Pour la cinquième proposition de la soirée, Lasse Marhaug se place au centre de l’auditorium et invite le public à encercler ses platines. Tout le monde est plongé dans un noir bleuté sépulcral que seule transperce une douche blanche glacée venue d’une lune artificielle. La proposition sera froide, guerrière, totale. Les fans s’agglutinent au plus près de la table où tournent les platines. Une baguette frappe mécaniquement le manche d’une guitare électrique.

Lasse Marhaug © Christian Strand

Les sons s’accumulent à un niveau sonore dantesque. Imperturbable, Marhaug s’amuse à disposer et accumuler des gobelets en carton sur ses platines tout au long du set. Habile métaphore : le pickup, suivant ces sillons concentriques, garde sa trajectoire malgré l’inlassable accumulation de déchets. La musique ici concrète amplifie chaque accroc, les tympans ne sont pas épargnés, ni les cages thoraciques qui vibrent. Le parrain donne la sentence sans rappel et quitte la scène sans un mot, tel un zombie laissant crier les enceintes.

À sa suite, Elin Már Øyen Vister, de son nom de scène Dj Sunshine, joue dans un espace en trois dimensions, projetant des images de paysages parfois désolés, mais toujours baignés de soleil. Étrange soundscaping. On sent une désolation poindre dans ces clichés, mais la DJ norvégienne invite à danser pour ouvrir l’espace mental et apporter une légèreté bienvenue après une soirée dense dont la noirceur n’a été éclairée qu’à coups de torches et d’explosions sonores. Une sensation d’urgence totalement assumée par les programmateurs, branchés bien plus sur l’époque et les questions politiques qu’elle génère que sur toute vague artistique à la mode.

Stina Stjern et Elina Waage Mikalsen © Christian Strand

Le dimanche, sans surprise, propose deux concerts immersifs à écouter lové dans les transats et poufs mis à la disposition d’un public plus familial.

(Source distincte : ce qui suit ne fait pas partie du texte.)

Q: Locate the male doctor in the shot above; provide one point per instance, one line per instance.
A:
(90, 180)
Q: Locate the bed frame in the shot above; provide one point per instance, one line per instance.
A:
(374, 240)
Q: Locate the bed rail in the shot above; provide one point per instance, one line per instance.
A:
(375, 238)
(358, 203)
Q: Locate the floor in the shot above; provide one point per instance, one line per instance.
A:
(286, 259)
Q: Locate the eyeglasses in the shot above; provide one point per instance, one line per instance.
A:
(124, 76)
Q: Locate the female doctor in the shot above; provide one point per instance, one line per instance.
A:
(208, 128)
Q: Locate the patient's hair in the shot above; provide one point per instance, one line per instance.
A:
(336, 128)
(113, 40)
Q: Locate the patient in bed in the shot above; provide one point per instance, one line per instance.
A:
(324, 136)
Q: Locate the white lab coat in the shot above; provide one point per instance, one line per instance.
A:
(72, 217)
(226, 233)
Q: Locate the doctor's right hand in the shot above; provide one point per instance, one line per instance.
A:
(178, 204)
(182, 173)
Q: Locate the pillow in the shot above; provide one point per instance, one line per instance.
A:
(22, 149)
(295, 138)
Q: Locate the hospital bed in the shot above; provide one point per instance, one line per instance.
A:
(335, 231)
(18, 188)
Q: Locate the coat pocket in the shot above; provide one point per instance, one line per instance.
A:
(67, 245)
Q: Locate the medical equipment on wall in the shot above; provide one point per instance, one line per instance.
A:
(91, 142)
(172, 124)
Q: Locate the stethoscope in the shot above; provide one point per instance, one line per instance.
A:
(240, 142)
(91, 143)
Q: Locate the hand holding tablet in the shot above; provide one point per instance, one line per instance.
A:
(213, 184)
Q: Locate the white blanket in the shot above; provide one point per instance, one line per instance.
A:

C’est la prestation d’un duo féminin que l’on retient. La rencontre de Stina Stjern et de Elina Waage Mikalsen. Face à face sur scène, elles manipulent des cassettes, base d’un collage sonore pour la première, et frotte à l’archet des arcs tendus en diagonales sur une table de mixage pour la seconde, jusqu’à se faire se fondre et confondre les sons. Toute la salle est plongée dans une lumière pourpre euphorisante qui ensorcelle et envoûte jusqu’à l’hypnose. Il n’y a plus qu’à fermer les yeux pour décoller en douceur.

Le festival, créé en 2002 pour toutes les oreilles, semble ancré dans le paysage d’une ville qui n’en finit plus de changer de visage. Bénéficiant désormais du soutien du Kulturrådet (conseil pour les arts et la culture), du FFUK (fondation à but non lucratif pour les artistes), de la ville d’Oslo et du Norsk Jazz Forum (organisation nationale de promotion des musiques jazz), All Ears atteint non seulement l’équilibre budgétaire attendu, mais a aussi réussi à se distinguer au cœur de l’institution tout en gardant intacte une résistance artistique nécessaire. Une flamme vitale au cœur de l’hiver. Comme si le Cri d’Edvard Munch résonnait encore.